Santa Fe Residential Days on Market

Santa Fe is a unique market. We do not see multiple offers that are several hundred thousand dollars over asking, even at the high end properties. In the lower end properties under $350,000, which cater to locals or retirees, we also do not see multiple offers very often.

A guideline is setting a price that does not eliminate a potential buyer. For instance a buyer might set a limit of not looking at any properties over $350,000, so if a seller lists a property at $360,000, a buyer might never see this home, let alone make an offer.

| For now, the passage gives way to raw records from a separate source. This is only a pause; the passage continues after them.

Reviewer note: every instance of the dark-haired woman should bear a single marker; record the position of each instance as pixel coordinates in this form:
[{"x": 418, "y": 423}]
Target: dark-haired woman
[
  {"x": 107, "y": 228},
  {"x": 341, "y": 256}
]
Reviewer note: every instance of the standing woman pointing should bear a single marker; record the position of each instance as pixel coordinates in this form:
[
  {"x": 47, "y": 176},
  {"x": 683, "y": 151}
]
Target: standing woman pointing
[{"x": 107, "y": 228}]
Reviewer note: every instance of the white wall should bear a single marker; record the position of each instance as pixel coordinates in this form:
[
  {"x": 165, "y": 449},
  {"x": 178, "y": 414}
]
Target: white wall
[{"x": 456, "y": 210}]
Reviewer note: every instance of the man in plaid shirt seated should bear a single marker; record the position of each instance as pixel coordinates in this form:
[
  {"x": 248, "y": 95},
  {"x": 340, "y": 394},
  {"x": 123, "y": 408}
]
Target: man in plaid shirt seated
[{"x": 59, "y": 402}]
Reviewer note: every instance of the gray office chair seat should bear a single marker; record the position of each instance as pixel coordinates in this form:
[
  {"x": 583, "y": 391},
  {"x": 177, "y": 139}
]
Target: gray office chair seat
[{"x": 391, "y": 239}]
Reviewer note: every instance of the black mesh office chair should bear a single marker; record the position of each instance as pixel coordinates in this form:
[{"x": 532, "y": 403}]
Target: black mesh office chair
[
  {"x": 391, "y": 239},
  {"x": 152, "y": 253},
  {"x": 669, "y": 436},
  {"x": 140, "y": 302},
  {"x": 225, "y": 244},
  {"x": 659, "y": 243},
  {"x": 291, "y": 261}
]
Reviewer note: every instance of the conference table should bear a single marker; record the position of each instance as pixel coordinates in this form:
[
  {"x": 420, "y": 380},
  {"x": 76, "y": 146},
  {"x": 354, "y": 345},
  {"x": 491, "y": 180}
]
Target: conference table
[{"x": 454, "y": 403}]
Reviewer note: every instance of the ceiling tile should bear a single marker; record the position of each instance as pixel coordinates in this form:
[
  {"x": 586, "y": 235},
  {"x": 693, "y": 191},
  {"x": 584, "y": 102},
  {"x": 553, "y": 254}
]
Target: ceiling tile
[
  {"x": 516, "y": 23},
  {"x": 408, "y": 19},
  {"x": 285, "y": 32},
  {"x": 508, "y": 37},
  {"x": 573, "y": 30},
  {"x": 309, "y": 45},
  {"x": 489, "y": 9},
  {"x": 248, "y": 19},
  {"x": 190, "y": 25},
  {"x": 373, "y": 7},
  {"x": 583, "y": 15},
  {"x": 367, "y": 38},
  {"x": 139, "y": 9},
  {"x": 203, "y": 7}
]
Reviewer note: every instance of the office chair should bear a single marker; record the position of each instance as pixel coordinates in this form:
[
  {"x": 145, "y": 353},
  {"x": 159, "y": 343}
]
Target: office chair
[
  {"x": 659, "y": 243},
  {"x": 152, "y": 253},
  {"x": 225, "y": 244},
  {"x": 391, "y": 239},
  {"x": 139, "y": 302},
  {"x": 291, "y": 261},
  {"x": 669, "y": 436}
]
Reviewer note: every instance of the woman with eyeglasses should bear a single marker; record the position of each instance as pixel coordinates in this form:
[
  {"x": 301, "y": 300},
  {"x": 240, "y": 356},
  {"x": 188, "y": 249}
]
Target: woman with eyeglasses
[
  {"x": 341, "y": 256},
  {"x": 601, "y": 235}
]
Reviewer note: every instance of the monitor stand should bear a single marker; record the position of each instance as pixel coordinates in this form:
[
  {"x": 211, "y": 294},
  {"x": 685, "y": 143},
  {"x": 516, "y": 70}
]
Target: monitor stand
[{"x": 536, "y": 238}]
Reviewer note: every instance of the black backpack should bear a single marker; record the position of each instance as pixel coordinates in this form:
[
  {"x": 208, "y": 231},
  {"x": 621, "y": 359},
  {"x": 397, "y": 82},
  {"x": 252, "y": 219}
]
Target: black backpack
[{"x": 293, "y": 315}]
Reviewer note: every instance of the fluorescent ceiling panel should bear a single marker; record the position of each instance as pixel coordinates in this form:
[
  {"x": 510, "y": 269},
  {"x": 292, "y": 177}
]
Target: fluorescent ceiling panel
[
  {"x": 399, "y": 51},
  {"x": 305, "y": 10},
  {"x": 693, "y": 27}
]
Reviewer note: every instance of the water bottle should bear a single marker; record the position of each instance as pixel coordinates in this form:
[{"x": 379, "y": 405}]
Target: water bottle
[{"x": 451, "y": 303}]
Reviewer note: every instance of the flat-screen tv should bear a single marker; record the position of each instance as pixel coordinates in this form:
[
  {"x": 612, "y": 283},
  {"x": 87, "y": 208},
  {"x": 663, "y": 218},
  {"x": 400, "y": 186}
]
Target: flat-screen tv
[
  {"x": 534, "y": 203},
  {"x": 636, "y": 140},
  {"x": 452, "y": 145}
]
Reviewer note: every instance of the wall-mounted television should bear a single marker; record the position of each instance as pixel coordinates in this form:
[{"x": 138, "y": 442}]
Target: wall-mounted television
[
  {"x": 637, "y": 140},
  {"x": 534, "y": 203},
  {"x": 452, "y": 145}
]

Another danger of over pricing a home has to do with appraisals. If a seller & buyer agree to a price of $350,000 and the comparative sales are around $320,000-$335,000, there will need to be some compromise or the deal will fall out. Either a seller decides to lower the price or the buyer needs to come up with the additional funds. Over 90% of these circumstances, the buyer has no choice but to walk away from the deal. Most buyers do not want to overpay for a home that is appraised lower than the agreed upon price.

Statistics for Santa Fe

3rd quarter 2018 54 days (newly added)
2nd quarter 2018 74 days
1st quarter 2018 91 days
 
So if your home is not selling here in the Santa Fe market and you are past 74 days on the market, the reason for not selling is one or all of the following:
  • The price is too high for the area at this time.
  • The house does not have current upgrades: granite countertops, new flooring, upgraded bathrooms & kitchens, newer appliances.
  • The house has pet smells that immediately turn off buyers & their agents.
  • The house has had no open houses or marketing efforts.
  • Ultimately, the PRICE IS TOO HIGH!.

It is hard for sellers to come to the understanding that their goals of what they want vs what they can get are out of alignment of what is.

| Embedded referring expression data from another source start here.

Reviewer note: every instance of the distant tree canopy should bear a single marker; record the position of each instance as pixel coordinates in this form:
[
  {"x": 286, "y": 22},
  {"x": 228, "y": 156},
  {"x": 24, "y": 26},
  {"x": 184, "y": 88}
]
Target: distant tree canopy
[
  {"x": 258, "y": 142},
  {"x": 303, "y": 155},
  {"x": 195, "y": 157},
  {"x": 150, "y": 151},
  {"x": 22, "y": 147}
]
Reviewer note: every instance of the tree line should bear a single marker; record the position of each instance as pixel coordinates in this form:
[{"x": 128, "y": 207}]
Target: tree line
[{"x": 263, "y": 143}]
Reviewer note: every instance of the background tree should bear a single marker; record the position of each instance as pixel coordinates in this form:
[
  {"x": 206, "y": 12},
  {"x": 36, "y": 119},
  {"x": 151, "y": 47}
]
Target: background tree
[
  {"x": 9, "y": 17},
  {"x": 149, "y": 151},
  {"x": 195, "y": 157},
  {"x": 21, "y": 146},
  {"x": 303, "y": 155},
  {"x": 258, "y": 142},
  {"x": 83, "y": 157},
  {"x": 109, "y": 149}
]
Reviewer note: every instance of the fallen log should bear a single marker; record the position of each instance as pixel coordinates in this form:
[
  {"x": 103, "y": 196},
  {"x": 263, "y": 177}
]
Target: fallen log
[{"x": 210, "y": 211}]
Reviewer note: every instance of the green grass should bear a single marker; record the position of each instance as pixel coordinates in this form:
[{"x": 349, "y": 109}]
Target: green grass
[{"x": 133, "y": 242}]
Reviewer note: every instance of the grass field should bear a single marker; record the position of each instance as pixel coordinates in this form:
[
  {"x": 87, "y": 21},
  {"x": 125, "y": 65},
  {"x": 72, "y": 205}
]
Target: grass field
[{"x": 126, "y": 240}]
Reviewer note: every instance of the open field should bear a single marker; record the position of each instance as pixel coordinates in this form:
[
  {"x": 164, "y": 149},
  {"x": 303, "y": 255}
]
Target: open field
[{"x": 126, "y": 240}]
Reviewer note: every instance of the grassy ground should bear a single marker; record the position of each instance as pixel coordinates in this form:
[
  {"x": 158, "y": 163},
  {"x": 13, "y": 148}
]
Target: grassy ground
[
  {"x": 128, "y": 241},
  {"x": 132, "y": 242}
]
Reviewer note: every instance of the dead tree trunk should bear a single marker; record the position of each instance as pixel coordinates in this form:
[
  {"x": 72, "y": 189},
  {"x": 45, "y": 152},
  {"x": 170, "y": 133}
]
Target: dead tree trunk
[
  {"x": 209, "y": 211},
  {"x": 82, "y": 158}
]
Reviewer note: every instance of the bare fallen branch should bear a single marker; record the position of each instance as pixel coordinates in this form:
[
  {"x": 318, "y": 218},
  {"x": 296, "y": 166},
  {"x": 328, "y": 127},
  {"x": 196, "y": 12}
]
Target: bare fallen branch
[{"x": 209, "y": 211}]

In several neighborhoods around Santa Fe, that were originally sold in 2005-2007, it is not uncommon for sellers to have to bring money to the closing in order to sell their property. I have seen in the history section of the MLS, that many sellers are still underwater with what they paid for their home and what they can currently sell it for, creating a $50,000 – $100,000 loss. It is heart breaking to see this disparity. For sellers who have bought at the high peak of the market, they rarely can sell for close to what they have paid for the home originally. Several upscale communities have this problem because of the past recession.

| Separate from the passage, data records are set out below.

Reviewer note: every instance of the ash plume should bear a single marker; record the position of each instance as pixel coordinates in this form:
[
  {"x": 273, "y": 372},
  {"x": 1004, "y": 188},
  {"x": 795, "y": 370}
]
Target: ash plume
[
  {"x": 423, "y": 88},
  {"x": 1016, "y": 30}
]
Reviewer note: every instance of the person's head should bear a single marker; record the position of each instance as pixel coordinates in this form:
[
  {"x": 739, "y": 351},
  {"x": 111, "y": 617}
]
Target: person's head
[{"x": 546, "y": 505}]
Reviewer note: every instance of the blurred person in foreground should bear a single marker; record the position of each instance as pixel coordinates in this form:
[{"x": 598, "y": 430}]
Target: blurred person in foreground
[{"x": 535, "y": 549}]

The Solution to the Danger of Overpricing

Once your home has been on the market for more than the statistical expected days on the market (60 days), it is time to reduce the price of the home. The problem most sellers have is that they are unwilling to take $15,000 to $20,000 off the price and they think by coming off $5,000 it will entice a buyer. Alas, the property will sit on the market for another 60 days with another tiny decrease and the cycle will keep repeating until the seller prices the property to reflect the other sold comparative houses in the neighborhood. The problem with small incremental reductions, is that the agents discredit the homes and start only showing the newly listed properties, making it harder to sell the existing property. A seller will often say that they are not in a rush to sell. Buyers start questioning why the property was on the market so long, as there must be something wrong with the home. And the cycle of not selling in a sellers market compounds.

My advice

Learn quickly from the experience of overpricing your home (and not selling in the anticipated time frame) and price it in alignment with the competition in the immediate neighborhood. This usually means $20,000 off the original listing price for a $360,000 home, more for higher priced homes. A sellers needs for wanting more money, has nothing to do with what the market will bare. This is a very hard concept for the seller, as their needs, wants and desires are not in sync with the current market.